There is growing talk that volatility targeting and risk parity are the dangerous new “portfolio insurance” strategy of the decade. The view in the post-’87 crash period was that portfolio insurance sowed the seeds of market destruction by creating a market decline feedback loop. Portfolio insurance, as an option replication strategy, automatically increased risk exposure in up markets and cut exposure in down markets in order to form an option-like pay-off of returns. The feedback loop meant that a market sell-off would be exacerbated as equity prices declined. Selling would only lead to more selling as the insurance adjust kicked-in. This came to a head in the ’87 crash as portfolio insurance strategies generated wave upon wave of selling in a down market. Given the systematic behavior in an illiquid market, portfolio insurance sellers became a bigger portion of futures index trading. Whether cause or contributor, portfolio insurance was never the same after October 1987 and there is now a fear of other strategies or algorithms that may have feedback loops to further a market decline.

Risk parity and volatilities strategies have feedback loops that may exacerbate a market sell-off tied to changes in volatility. The idea is simple, albeit different from portfolio insurance. If there is an increase in volatility for strategies that have a volatility target, there will have to be a cut in positions. Similarly, if there is risk parity across a set of assets, an increase in equity volatility will lead to a selling of equity exposure relative to other markets. Hence, volatility increases will lead to a market sell-off that could further lead to volatility increases that will then contribute to further selling.

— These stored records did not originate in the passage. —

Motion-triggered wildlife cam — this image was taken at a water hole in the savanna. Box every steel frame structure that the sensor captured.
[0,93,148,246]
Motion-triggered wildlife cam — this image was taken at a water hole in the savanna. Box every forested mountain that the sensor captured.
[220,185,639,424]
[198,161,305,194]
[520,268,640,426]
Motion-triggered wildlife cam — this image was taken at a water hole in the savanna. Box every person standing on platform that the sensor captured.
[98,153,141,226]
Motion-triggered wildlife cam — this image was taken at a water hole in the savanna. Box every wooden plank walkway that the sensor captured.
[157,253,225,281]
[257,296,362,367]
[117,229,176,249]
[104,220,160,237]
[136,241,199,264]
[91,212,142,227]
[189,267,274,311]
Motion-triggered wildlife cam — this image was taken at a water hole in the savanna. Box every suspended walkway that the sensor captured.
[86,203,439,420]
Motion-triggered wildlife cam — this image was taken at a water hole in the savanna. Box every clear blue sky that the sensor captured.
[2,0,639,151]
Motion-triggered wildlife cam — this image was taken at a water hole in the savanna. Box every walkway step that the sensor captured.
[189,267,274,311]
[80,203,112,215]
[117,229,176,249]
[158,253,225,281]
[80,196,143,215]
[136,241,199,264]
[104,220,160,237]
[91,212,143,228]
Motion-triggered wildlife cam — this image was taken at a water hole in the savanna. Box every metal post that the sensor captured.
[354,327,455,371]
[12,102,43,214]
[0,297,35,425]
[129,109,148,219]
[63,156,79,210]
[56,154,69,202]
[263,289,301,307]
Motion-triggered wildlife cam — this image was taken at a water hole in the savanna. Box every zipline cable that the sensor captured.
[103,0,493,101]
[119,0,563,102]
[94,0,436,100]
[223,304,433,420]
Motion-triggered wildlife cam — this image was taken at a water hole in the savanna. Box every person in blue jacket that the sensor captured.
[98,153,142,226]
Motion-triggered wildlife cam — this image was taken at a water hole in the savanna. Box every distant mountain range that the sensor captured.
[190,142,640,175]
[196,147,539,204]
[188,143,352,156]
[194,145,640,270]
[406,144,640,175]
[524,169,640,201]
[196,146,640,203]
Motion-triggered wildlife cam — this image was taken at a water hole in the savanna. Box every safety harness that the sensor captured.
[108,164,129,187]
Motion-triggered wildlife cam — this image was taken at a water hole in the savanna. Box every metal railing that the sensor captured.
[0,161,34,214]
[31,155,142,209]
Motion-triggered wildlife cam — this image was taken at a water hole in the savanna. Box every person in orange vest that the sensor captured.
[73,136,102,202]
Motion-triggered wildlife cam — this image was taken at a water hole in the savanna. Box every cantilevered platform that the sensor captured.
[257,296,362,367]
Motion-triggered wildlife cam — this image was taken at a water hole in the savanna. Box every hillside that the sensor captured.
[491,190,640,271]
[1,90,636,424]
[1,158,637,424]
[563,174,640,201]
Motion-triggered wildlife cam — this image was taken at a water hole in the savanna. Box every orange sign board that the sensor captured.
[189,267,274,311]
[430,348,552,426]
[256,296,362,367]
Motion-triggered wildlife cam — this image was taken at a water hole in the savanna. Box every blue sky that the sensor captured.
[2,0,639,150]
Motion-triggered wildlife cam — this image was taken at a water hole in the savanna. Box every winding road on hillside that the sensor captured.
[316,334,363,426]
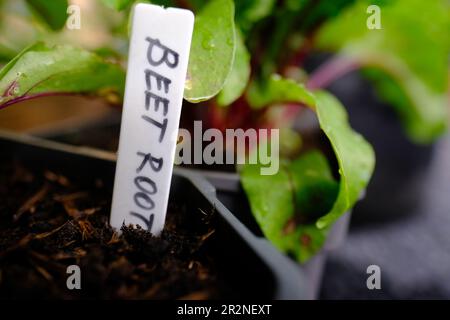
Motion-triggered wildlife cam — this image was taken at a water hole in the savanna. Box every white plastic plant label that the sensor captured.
[110,4,194,234]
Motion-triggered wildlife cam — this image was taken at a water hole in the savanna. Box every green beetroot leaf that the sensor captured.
[241,151,339,262]
[247,74,316,109]
[315,0,450,143]
[0,42,125,109]
[217,28,250,106]
[289,151,339,219]
[184,0,236,102]
[313,90,374,228]
[0,43,15,62]
[241,75,375,261]
[25,0,68,30]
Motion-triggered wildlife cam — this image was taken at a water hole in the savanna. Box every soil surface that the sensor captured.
[0,156,229,299]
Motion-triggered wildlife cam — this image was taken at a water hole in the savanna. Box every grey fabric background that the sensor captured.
[321,129,450,299]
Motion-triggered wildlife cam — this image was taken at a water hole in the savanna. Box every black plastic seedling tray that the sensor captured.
[0,131,312,299]
[190,170,351,299]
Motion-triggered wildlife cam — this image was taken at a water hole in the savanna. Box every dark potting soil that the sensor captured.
[0,156,231,299]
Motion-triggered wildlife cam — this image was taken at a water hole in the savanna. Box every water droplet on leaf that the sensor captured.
[202,35,215,50]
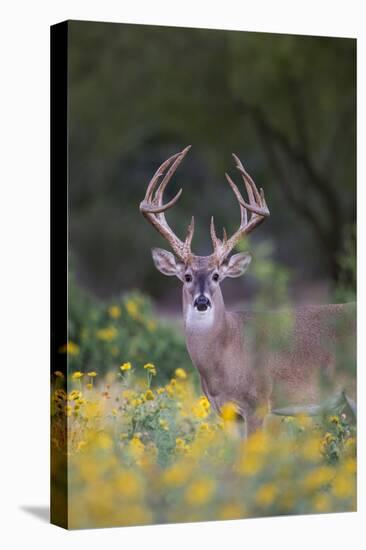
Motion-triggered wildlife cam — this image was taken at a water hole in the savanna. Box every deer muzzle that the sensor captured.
[194,294,211,312]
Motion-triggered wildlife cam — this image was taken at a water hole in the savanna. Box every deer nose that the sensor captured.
[194,294,211,311]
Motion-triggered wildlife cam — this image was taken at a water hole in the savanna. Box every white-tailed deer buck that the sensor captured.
[140,146,356,436]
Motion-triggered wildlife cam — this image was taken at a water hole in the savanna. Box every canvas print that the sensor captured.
[51,20,356,529]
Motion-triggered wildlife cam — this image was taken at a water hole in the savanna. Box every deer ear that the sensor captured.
[151,248,183,278]
[224,252,252,278]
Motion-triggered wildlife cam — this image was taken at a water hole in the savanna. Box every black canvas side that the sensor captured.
[50,20,68,530]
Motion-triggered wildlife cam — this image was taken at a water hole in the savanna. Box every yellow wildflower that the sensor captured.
[59,341,80,355]
[175,368,187,380]
[129,436,145,460]
[53,389,66,401]
[120,362,132,372]
[332,472,354,499]
[83,401,102,418]
[96,326,117,341]
[301,437,321,462]
[199,396,210,410]
[96,432,113,450]
[116,471,143,498]
[54,371,64,378]
[324,432,336,443]
[198,422,211,434]
[344,436,356,457]
[313,493,331,513]
[255,483,277,507]
[68,390,82,401]
[185,478,215,506]
[165,383,175,397]
[245,431,269,455]
[344,457,357,475]
[175,437,191,454]
[86,383,93,390]
[303,466,335,491]
[87,371,97,377]
[237,452,264,476]
[144,363,156,374]
[108,305,121,319]
[191,395,210,418]
[125,299,140,320]
[144,389,154,401]
[220,401,238,421]
[159,419,169,431]
[71,371,83,380]
[296,413,312,429]
[76,440,87,453]
[192,404,206,418]
[218,503,244,520]
[122,389,135,401]
[163,463,192,487]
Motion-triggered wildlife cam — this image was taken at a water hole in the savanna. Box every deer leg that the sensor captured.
[245,413,263,437]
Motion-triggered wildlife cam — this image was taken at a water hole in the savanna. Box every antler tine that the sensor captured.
[142,146,191,213]
[155,145,191,208]
[225,172,248,225]
[232,153,261,204]
[141,188,183,214]
[140,146,194,263]
[231,154,270,217]
[211,154,270,261]
[210,216,229,259]
[210,216,219,247]
[183,216,195,257]
[144,151,181,204]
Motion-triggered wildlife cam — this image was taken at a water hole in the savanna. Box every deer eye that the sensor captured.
[212,273,219,282]
[184,274,192,283]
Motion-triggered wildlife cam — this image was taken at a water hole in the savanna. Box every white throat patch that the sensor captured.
[185,304,215,331]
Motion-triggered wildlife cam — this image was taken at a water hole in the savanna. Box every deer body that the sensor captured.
[140,146,356,435]
[184,287,355,433]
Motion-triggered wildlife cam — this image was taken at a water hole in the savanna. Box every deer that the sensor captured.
[140,145,356,436]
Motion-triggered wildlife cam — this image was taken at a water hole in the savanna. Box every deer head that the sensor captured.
[140,146,269,315]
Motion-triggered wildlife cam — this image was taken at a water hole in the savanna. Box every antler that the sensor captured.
[139,145,195,263]
[210,154,270,262]
[141,148,269,265]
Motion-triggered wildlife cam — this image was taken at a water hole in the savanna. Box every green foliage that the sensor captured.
[67,278,191,384]
[320,414,356,465]
[238,237,291,309]
[335,223,356,302]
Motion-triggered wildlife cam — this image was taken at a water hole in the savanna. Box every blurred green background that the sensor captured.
[68,21,356,310]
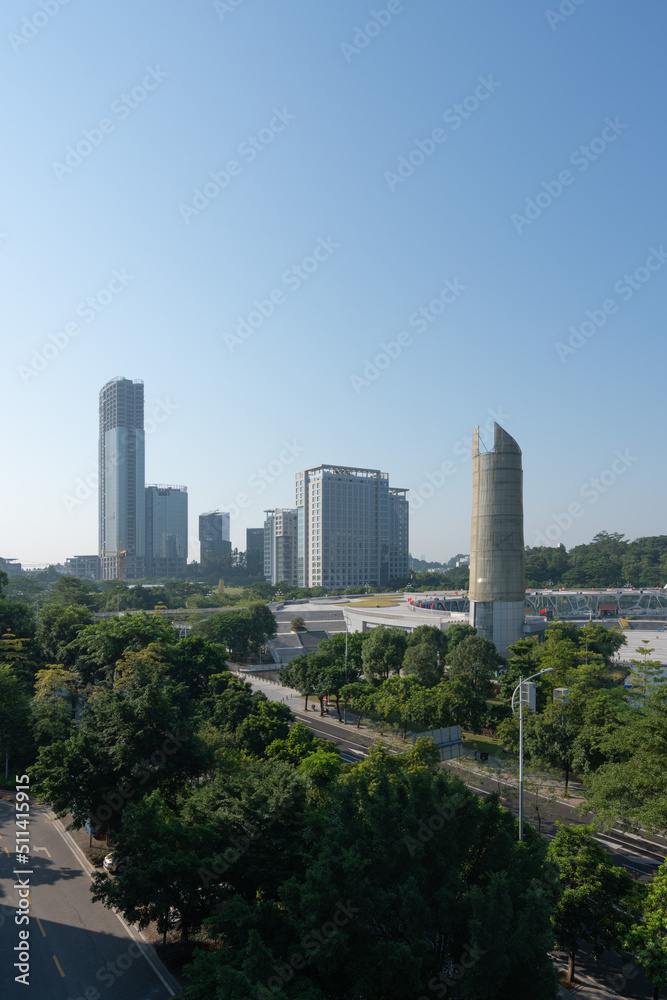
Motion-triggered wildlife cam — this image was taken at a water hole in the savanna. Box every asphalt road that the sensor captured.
[0,795,179,1000]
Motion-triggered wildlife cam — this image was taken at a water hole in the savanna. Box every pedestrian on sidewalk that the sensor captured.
[473,742,478,761]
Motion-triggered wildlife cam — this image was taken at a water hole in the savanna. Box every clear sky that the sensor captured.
[1,0,665,567]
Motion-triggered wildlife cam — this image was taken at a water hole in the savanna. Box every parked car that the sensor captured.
[103,853,125,873]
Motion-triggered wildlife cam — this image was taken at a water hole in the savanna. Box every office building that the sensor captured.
[0,557,22,578]
[469,423,525,656]
[246,528,264,553]
[199,511,231,563]
[264,509,298,585]
[295,465,409,590]
[99,377,145,580]
[64,555,100,580]
[145,485,188,577]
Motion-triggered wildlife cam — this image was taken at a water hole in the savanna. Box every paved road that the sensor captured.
[0,795,179,999]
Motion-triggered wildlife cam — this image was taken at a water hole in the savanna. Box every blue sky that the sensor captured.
[1,0,665,567]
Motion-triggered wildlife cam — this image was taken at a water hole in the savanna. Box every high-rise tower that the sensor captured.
[98,377,145,580]
[469,423,525,656]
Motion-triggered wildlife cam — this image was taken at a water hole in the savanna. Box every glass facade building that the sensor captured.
[199,511,231,562]
[98,377,145,579]
[295,465,409,590]
[145,485,188,577]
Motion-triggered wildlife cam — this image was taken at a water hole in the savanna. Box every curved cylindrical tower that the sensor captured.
[469,423,524,655]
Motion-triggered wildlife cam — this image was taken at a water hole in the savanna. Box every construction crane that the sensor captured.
[101,541,128,580]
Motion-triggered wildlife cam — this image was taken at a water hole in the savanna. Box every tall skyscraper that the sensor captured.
[263,509,298,585]
[469,422,525,656]
[295,465,409,590]
[246,528,264,553]
[199,511,231,563]
[99,377,145,580]
[145,485,188,577]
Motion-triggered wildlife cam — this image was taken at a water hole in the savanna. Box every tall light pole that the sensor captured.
[343,614,349,724]
[511,666,553,841]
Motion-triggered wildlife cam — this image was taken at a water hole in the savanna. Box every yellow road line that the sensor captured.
[53,955,65,977]
[36,917,46,937]
[3,846,8,855]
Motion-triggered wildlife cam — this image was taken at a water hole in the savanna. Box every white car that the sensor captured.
[103,853,125,873]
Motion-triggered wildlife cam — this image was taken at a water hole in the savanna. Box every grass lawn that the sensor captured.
[461,733,513,761]
[340,598,400,608]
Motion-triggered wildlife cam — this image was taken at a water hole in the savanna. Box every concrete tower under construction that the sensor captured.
[469,423,525,656]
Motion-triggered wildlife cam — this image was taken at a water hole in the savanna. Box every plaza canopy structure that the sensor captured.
[525,589,667,619]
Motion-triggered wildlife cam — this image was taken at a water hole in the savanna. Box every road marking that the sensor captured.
[36,917,46,937]
[3,846,8,855]
[53,955,65,977]
[34,846,51,857]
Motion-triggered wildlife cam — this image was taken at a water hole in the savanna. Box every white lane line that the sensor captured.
[47,810,180,998]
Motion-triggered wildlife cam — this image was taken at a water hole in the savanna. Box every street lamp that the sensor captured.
[511,666,554,842]
[343,613,350,724]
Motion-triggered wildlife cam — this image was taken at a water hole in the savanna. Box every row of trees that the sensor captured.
[0,569,279,771]
[279,623,505,734]
[494,618,667,838]
[526,530,667,588]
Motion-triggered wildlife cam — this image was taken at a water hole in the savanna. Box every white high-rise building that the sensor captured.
[295,465,408,590]
[264,509,298,585]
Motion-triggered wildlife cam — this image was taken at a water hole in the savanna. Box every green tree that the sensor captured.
[0,599,36,642]
[0,665,32,769]
[162,635,228,698]
[45,574,100,610]
[291,742,558,999]
[30,678,209,831]
[31,665,79,746]
[584,684,667,831]
[64,612,178,685]
[625,863,667,1000]
[361,626,407,685]
[444,621,477,654]
[447,634,498,695]
[340,680,377,728]
[318,630,368,674]
[402,640,443,686]
[376,675,419,737]
[547,823,641,985]
[627,641,664,695]
[36,603,93,662]
[265,721,338,767]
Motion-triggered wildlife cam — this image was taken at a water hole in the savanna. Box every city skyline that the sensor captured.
[1,3,664,566]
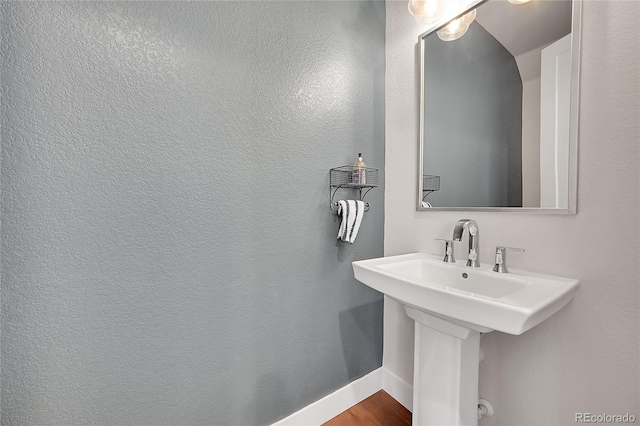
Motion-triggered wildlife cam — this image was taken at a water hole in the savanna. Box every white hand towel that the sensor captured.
[337,200,365,244]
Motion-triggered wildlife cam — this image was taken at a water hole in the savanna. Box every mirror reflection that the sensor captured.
[419,0,577,211]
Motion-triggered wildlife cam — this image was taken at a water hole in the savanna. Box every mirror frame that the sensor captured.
[417,0,582,213]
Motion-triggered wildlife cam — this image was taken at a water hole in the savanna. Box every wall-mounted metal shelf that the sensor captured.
[330,165,379,212]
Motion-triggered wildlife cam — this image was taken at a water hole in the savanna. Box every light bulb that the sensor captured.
[437,9,477,41]
[408,0,445,24]
[448,17,463,32]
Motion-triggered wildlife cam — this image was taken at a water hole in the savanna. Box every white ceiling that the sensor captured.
[475,0,572,58]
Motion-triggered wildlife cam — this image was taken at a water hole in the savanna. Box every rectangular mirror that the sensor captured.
[418,0,581,213]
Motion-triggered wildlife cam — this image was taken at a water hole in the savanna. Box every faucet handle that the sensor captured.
[435,238,456,263]
[493,246,525,273]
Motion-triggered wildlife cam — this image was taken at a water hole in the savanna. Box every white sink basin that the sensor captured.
[353,253,579,425]
[353,252,579,336]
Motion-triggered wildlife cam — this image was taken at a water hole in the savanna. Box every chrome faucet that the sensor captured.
[453,219,480,267]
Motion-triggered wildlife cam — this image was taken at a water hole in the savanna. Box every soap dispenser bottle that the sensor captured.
[352,153,367,185]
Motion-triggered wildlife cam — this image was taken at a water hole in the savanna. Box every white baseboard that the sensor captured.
[381,367,413,412]
[271,367,413,426]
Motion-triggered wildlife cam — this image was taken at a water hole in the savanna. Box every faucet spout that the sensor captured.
[452,219,480,267]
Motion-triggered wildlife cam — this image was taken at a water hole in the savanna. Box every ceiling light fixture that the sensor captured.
[437,8,477,41]
[507,0,532,4]
[408,0,445,24]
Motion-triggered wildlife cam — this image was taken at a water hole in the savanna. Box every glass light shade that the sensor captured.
[508,0,532,3]
[408,0,445,24]
[437,9,477,41]
[459,8,477,27]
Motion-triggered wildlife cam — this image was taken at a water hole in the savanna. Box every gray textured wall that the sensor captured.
[0,2,385,424]
[423,23,522,208]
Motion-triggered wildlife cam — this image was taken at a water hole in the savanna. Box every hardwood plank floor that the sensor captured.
[322,390,411,426]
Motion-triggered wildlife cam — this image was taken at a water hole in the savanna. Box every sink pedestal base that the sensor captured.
[405,306,487,426]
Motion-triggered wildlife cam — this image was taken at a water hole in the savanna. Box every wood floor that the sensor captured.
[322,390,411,426]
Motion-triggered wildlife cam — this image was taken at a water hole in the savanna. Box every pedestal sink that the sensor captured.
[352,253,579,426]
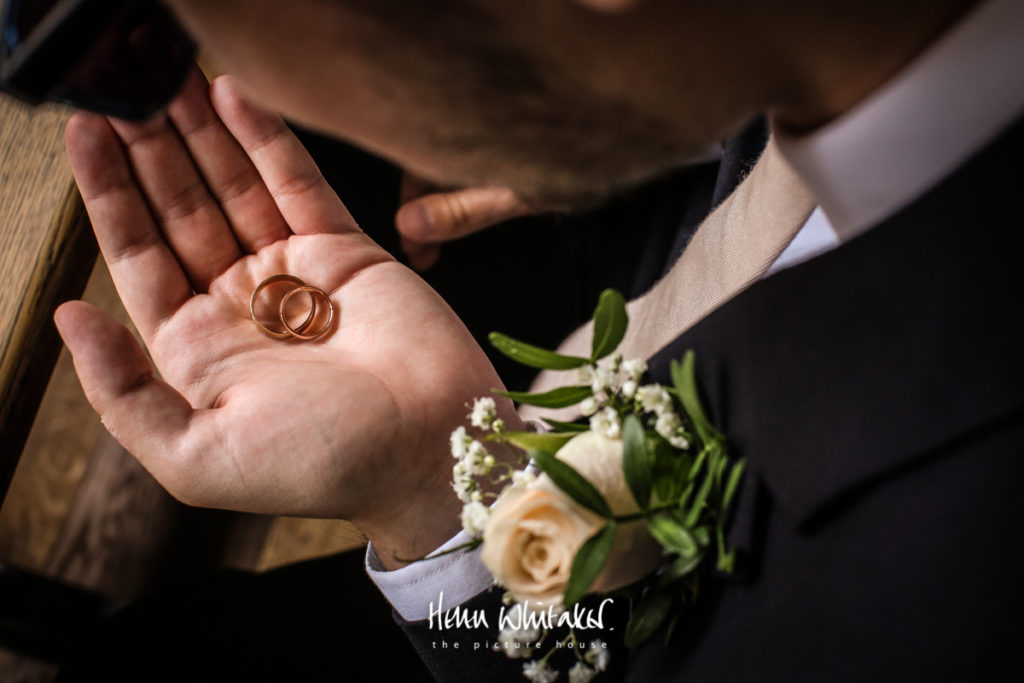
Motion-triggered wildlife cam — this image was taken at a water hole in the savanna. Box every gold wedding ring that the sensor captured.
[280,285,335,340]
[250,274,334,341]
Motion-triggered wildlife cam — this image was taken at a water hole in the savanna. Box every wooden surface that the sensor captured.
[0,94,98,504]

This is a good story that should be a concern, but it is still just a story. It is true but it is a matter of significance. It needs to be translated into numbers and market impact. The impact or feedback associated with the story is related to the size of selling relative to the size of the market. We can form a measure of size through a simple model.

Let’s assume that an investor wants to target a 60/40 stock/bond blend at 8% using mini-SPY contracts and Treasury (TY) note contracts. The current combination will generate volatility of 5.98% using volatility for 9% for equities and 5.25% for bonds and a correlation of .1. The portfolio volatility would be lower if the stock/bond correlation is negative.

We can calculate the number of futures necessary to replicate this 60/40 mix per $100 mm. The portfolio will have to levered by 164 equity and 147 bonds contracts per $100 mm to go from a 5.98% vol to an 8% vol target. If the volatility for stocks and bonds both increase by 1% point and correlation stays the same, there will have to be a selling of 72 equity and 64 bond contracts per $100 mm. Therefore, for this simple volatility targeting program, we can determine that there will be a change of 720 equity mini-contracts per billion dollars to hit the portfolio target. This would be .17% of daily volume given about 414,000 equity index contracts per day. You would need about $6 billion of equity exposure or about $10 billion in 60/40 volatility target programs to represent about 1% of daily volume. This tells us the sensitivity in contracts and dollars of exposure to a change in volatility. If volatility increases significantly, the selling pressure would be even greater.

So how much is in volatility targeted programs?

That is the critical question. If the answer is $100 billion, then an adjustment of 1% higher equity volatility will be 10% of daily volume if the adjustments are all made at the same time. Of course, this is from a very simple stylized example.

Is this volume from volatility adjustment strategies enough to create a feedback loop? I don’t know. But, it gives us a better idea of what can be be expected if we know the extent of trading. We do know that some hedge funds may have tens of billions tied to volatility adjustments.

Of course, we know that market liquidity is elusive. It will not be present when we need it. We can count on the discipline of models. We cannot count on volume on the other side of these trades.